2K views 13 replies 6 participants last post by  BjornBee 
#1 ·
Bjornbee, Can you tell us about your queen and bee raising program? How do you select your queens and where do they originate from? You collect ferals, don't you? Then what do you do w/ them? How do you evaluate them? How do you keep track of them and their characteristics?

You've probably written about this before, so if i should read another thread, maybe you could direct me to it.

The reason I ask is, on beesource.com, Micheal Johnson has been writing a little about what he hopes to do w/ a grant that he got to try to develop nosema resistant bees. I think that's what he wrote.

Thanks,
Mark
 
#2 ·
Mark,
Thank you for asking.

When I first started into breeding and expansion into a full business, I bought breeder queens from Glenn Apiaries, and russian stock directly from a friend who bought russians from Charlie for years. This was to get as pure as I could when it came to SMR, Carni, etc. At that same time, I bought queens in lots of 50 from various places around the states, and placed them into various yards, and overwintered them. This went on for several years.

I never treat them. I let nature cull out the weak.

Every spring, I hold "evaluation" days, where I take out a few volunteer beekeepers to evaluate, test, and select queens from various yards. I have a 12 point system. Two things automatically gets a queen rejected for breeder consideration. Agressiveness, and ANY signs of pests or disease. One wax worm sighting, one SHB, one cell of chalk....failed.
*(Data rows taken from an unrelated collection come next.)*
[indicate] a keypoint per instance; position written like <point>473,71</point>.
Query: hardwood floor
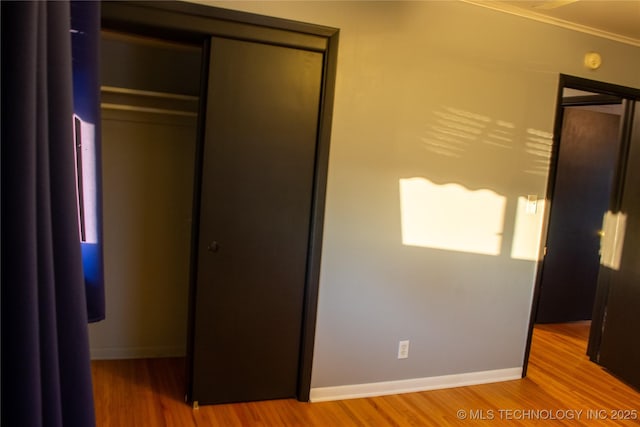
<point>562,388</point>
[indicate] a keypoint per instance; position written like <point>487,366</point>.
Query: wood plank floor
<point>562,388</point>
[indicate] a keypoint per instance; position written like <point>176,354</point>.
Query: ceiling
<point>614,19</point>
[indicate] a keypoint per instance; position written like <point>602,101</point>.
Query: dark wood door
<point>620,345</point>
<point>255,212</point>
<point>588,150</point>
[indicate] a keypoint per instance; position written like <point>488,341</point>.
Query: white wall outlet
<point>403,349</point>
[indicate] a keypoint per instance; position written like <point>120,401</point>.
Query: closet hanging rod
<point>128,91</point>
<point>122,107</point>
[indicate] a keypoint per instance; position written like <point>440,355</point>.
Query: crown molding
<point>525,13</point>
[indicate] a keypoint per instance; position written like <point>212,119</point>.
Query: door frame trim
<point>195,24</point>
<point>612,91</point>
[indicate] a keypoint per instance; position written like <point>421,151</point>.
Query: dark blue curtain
<point>46,376</point>
<point>85,48</point>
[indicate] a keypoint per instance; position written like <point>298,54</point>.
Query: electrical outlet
<point>403,349</point>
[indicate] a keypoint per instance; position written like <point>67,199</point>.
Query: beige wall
<point>455,103</point>
<point>455,94</point>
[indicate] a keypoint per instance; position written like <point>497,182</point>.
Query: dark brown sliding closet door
<point>255,213</point>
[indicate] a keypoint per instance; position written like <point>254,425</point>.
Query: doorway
<point>587,157</point>
<point>593,102</point>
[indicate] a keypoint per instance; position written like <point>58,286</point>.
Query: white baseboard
<point>323,394</point>
<point>110,353</point>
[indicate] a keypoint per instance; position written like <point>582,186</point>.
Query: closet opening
<point>149,104</point>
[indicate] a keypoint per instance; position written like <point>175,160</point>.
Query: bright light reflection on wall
<point>451,217</point>
<point>528,230</point>
<point>86,189</point>
<point>612,239</point>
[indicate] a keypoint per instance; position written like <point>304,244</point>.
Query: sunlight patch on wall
<point>612,239</point>
<point>451,217</point>
<point>528,230</point>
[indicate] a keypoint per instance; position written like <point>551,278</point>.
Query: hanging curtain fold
<point>85,47</point>
<point>46,376</point>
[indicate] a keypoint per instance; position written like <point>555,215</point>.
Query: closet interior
<point>149,100</point>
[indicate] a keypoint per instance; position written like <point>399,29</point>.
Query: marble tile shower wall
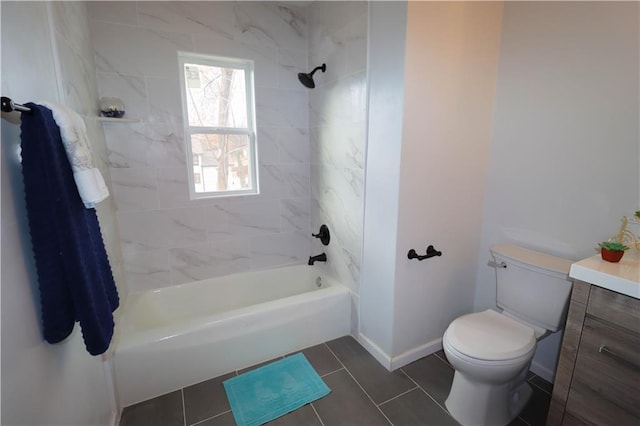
<point>79,91</point>
<point>337,123</point>
<point>168,239</point>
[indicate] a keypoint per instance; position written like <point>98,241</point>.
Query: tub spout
<point>322,257</point>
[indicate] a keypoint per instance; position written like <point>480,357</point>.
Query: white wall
<point>387,28</point>
<point>430,109</point>
<point>450,79</point>
<point>564,163</point>
<point>42,384</point>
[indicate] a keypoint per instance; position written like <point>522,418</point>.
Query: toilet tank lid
<point>532,257</point>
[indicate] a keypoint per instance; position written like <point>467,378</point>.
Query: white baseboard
<point>407,357</point>
<point>416,353</point>
<point>375,351</point>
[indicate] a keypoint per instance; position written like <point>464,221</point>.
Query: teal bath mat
<point>273,390</point>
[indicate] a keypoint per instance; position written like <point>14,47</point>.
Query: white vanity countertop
<point>622,277</point>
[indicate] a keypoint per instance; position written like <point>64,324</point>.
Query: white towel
<point>89,180</point>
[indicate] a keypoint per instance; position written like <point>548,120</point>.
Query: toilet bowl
<point>491,351</point>
<point>491,354</point>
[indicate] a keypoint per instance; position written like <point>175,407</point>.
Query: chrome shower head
<point>307,78</point>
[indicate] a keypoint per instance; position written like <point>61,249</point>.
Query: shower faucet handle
<point>323,234</point>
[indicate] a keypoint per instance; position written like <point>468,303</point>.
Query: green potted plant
<point>612,251</point>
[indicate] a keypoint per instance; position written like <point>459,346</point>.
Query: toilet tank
<point>534,286</point>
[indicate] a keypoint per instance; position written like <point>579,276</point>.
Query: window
<point>219,122</point>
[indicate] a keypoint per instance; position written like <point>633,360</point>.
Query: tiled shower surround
<point>168,239</point>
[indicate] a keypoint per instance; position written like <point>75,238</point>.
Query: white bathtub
<point>178,336</point>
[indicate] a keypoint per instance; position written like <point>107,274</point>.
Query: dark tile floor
<point>362,393</point>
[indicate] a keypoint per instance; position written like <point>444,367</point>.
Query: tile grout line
<point>209,418</point>
<point>427,393</point>
<point>317,415</point>
<point>331,372</point>
<point>359,385</point>
<point>398,396</point>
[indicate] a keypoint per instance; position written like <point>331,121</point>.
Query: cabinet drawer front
<point>606,382</point>
<point>615,307</point>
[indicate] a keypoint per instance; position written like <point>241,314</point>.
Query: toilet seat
<point>490,336</point>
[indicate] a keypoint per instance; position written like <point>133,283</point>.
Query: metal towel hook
<point>431,252</point>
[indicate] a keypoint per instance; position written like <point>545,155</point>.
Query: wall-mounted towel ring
<point>431,252</point>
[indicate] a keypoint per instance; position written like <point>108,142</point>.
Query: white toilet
<point>491,351</point>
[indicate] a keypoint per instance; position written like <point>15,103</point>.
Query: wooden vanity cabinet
<point>598,376</point>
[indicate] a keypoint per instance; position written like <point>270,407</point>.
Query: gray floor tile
<point>535,412</point>
<point>221,420</point>
<point>440,354</point>
<point>518,422</point>
<point>433,375</point>
<point>206,399</point>
<point>542,384</point>
<point>347,404</point>
<point>322,360</point>
<point>376,380</point>
<point>302,416</point>
<point>416,408</point>
<point>165,410</point>
<point>262,364</point>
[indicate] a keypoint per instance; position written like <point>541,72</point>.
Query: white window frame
<point>223,62</point>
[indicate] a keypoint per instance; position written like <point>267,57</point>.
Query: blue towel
<point>74,275</point>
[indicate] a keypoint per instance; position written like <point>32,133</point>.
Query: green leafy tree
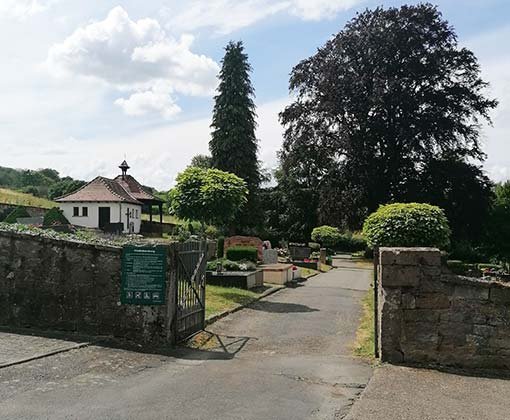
<point>201,161</point>
<point>233,144</point>
<point>209,196</point>
<point>327,236</point>
<point>376,108</point>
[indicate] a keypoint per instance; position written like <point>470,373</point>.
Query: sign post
<point>143,275</point>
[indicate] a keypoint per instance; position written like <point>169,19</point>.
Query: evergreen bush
<point>407,225</point>
<point>239,253</point>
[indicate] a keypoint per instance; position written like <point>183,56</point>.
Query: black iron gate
<point>190,288</point>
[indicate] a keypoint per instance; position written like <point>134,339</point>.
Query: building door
<point>104,217</point>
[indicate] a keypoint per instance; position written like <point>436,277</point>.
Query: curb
<point>221,315</point>
<point>43,355</point>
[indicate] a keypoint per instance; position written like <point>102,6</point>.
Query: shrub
<point>351,242</point>
<point>239,253</point>
<point>327,236</point>
<point>220,252</point>
<point>409,224</point>
<point>17,213</point>
<point>54,217</point>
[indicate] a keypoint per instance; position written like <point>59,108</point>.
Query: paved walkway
<point>287,357</point>
<point>402,393</point>
<point>15,348</point>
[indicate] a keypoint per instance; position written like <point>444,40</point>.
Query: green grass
<point>21,199</point>
<point>365,335</point>
<point>220,299</point>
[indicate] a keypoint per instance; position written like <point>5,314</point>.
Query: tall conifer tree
<point>233,145</point>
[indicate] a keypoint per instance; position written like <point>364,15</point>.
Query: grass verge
<point>21,199</point>
<point>365,336</point>
<point>220,299</point>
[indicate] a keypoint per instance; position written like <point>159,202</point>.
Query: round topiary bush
<point>327,236</point>
<point>407,225</point>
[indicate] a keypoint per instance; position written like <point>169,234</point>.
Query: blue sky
<point>85,84</point>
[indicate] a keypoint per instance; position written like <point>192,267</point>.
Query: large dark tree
<point>378,108</point>
<point>233,145</point>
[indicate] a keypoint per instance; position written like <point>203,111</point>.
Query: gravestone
<point>299,253</point>
<point>270,256</point>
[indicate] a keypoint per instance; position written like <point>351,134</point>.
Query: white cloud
<point>135,56</point>
<point>495,64</point>
<point>22,9</point>
<point>226,16</point>
<point>141,103</point>
<point>320,9</point>
<point>157,163</point>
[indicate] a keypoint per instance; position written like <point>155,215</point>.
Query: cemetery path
<point>286,357</point>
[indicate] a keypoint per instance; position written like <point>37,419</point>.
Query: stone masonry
<point>70,286</point>
<point>427,315</point>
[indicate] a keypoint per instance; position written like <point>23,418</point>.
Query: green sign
<point>143,275</point>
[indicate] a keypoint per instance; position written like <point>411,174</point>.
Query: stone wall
<point>63,285</point>
<point>427,315</point>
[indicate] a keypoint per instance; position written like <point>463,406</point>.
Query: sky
<point>84,85</point>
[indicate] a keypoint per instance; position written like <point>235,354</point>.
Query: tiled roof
<point>100,189</point>
<point>135,189</point>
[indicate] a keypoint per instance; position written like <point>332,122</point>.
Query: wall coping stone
<point>59,241</point>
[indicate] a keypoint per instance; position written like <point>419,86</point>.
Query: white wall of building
<point>118,213</point>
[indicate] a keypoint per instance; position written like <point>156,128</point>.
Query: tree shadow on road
<point>282,307</point>
<point>208,345</point>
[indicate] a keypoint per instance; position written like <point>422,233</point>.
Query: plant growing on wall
<point>407,225</point>
<point>209,196</point>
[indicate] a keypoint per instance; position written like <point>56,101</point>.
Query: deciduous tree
<point>377,108</point>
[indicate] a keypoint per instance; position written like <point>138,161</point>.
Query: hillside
<point>21,199</point>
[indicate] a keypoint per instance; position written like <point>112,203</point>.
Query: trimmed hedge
<point>16,214</point>
<point>54,217</point>
<point>407,225</point>
<point>351,242</point>
<point>239,253</point>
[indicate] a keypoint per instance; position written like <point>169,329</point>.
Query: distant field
<point>22,199</point>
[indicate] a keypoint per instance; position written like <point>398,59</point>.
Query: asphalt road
<point>287,357</point>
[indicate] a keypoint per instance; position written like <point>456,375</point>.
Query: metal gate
<point>190,288</point>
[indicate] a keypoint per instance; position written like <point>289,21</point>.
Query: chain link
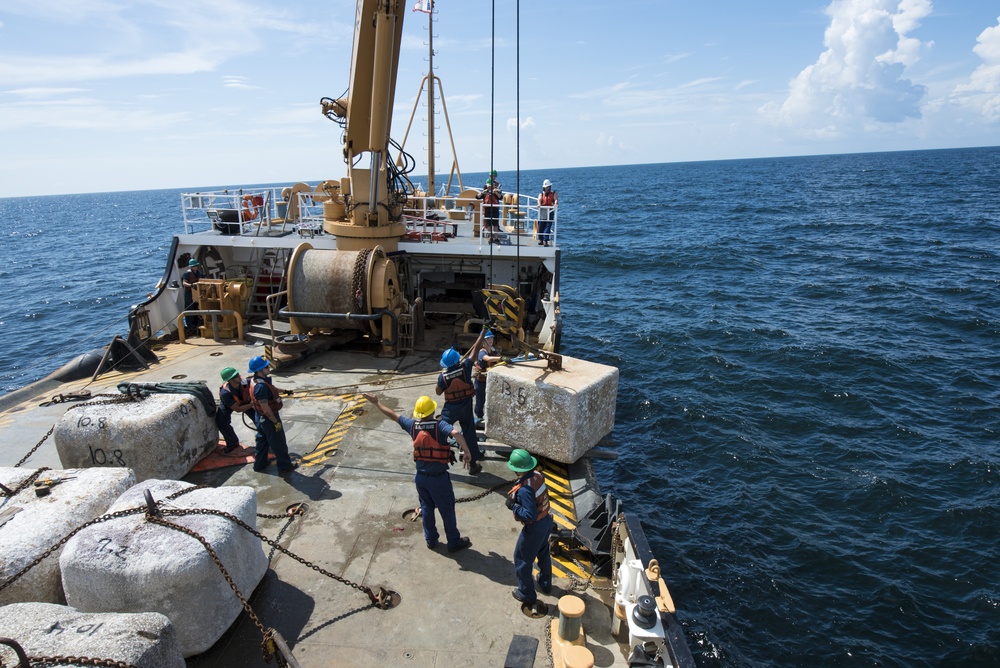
<point>305,562</point>
<point>499,485</point>
<point>27,482</point>
<point>103,518</point>
<point>58,660</point>
<point>115,399</point>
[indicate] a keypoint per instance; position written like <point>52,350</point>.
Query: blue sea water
<point>807,409</point>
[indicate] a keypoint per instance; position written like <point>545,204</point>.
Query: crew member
<point>529,501</point>
<point>188,279</point>
<point>458,387</point>
<point>267,403</point>
<point>234,397</point>
<point>488,356</point>
<point>432,456</point>
<point>491,195</point>
<point>548,200</point>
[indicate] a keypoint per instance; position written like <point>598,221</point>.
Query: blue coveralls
<point>532,543</point>
<point>481,384</point>
<point>267,438</point>
<point>461,411</point>
<point>434,490</point>
<point>224,414</point>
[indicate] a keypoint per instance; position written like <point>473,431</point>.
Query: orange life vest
<point>457,387</point>
<point>426,446</point>
<point>274,403</point>
<point>536,483</point>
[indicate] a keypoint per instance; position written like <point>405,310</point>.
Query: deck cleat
<point>535,610</point>
<point>299,508</point>
<point>386,599</point>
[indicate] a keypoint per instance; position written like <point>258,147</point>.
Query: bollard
<point>579,657</point>
<point>570,614</point>
<point>568,638</point>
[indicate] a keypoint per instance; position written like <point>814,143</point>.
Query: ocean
<point>807,408</point>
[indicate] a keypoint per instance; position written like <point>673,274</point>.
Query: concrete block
<point>32,524</point>
<point>44,629</point>
<point>131,565</point>
<point>160,437</point>
<point>557,414</point>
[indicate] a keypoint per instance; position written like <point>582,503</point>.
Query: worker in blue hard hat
<point>267,403</point>
<point>456,384</point>
<point>529,501</point>
<point>489,356</point>
<point>432,456</point>
<point>234,397</point>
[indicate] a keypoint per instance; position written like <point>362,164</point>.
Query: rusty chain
<point>267,636</point>
<point>27,482</point>
<point>97,520</point>
<point>115,399</point>
<point>499,485</point>
<point>249,529</point>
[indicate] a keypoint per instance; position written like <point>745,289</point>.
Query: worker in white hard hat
<point>548,200</point>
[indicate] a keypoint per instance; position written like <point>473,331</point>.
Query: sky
<point>104,95</point>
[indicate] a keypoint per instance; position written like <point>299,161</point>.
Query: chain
<point>357,279</point>
<point>37,445</point>
<point>499,485</point>
<point>27,481</point>
<point>294,511</point>
<point>548,645</point>
<point>265,634</point>
<point>115,399</point>
<point>103,518</point>
<point>251,530</point>
<point>58,660</point>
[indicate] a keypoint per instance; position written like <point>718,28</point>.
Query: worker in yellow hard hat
<point>433,456</point>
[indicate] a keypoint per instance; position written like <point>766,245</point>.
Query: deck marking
<point>328,445</point>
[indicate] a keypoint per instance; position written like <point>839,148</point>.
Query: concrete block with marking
<point>44,629</point>
<point>133,565</point>
<point>31,523</point>
<point>557,414</point>
<point>161,437</point>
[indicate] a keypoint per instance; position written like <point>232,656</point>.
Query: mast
<point>430,103</point>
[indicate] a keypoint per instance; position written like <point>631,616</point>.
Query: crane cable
<point>493,109</point>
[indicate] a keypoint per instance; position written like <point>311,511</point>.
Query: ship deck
<point>356,478</point>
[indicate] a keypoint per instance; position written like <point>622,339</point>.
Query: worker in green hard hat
<point>492,195</point>
<point>529,501</point>
<point>234,397</point>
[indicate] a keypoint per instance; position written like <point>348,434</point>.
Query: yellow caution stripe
<point>567,561</point>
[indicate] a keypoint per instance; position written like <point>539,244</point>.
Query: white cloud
<point>526,124</point>
<point>238,82</point>
<point>982,92</point>
<point>860,76</point>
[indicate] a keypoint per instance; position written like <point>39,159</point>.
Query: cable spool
<point>361,282</point>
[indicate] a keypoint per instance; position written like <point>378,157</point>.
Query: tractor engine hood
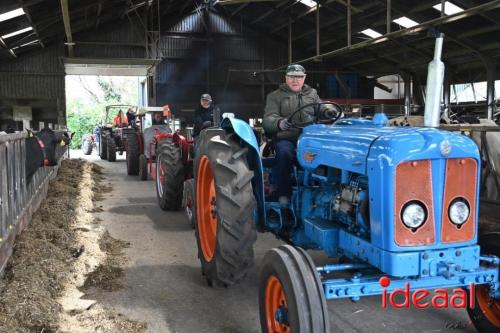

We also do various hygienic testing. It can be as simple as placing paper towels with thymol oil onto the top of the bars, or killing off brood. We then select those hives (If they passed the other criteria) that shred and pull out the paper the fastest, or removed the dead brood..

We do look at v-mites, and test for those also.

We think several things have happened over the years that has helped us.

*We have slowly changed over the feral population in the areas surrounding our breeder yards.

*We actually use drone saturation and have spent much efforts grouping our breeding colonies with 4-8 support yards in the area. This is something that many so called breeder lack....actual drone yards.

We have not brought in any stock other than carni and russian for the past 6 years. The past three years, we have not bought any breeders, and have relied on getting other northern stock through the northern states queen breeders association members, so we have good diversification of stock.

I still get some queens from various producers every year. I place them in out yards, and go back the second year to evaluate them. I may not use them for grafting, but use these hives many times for drones.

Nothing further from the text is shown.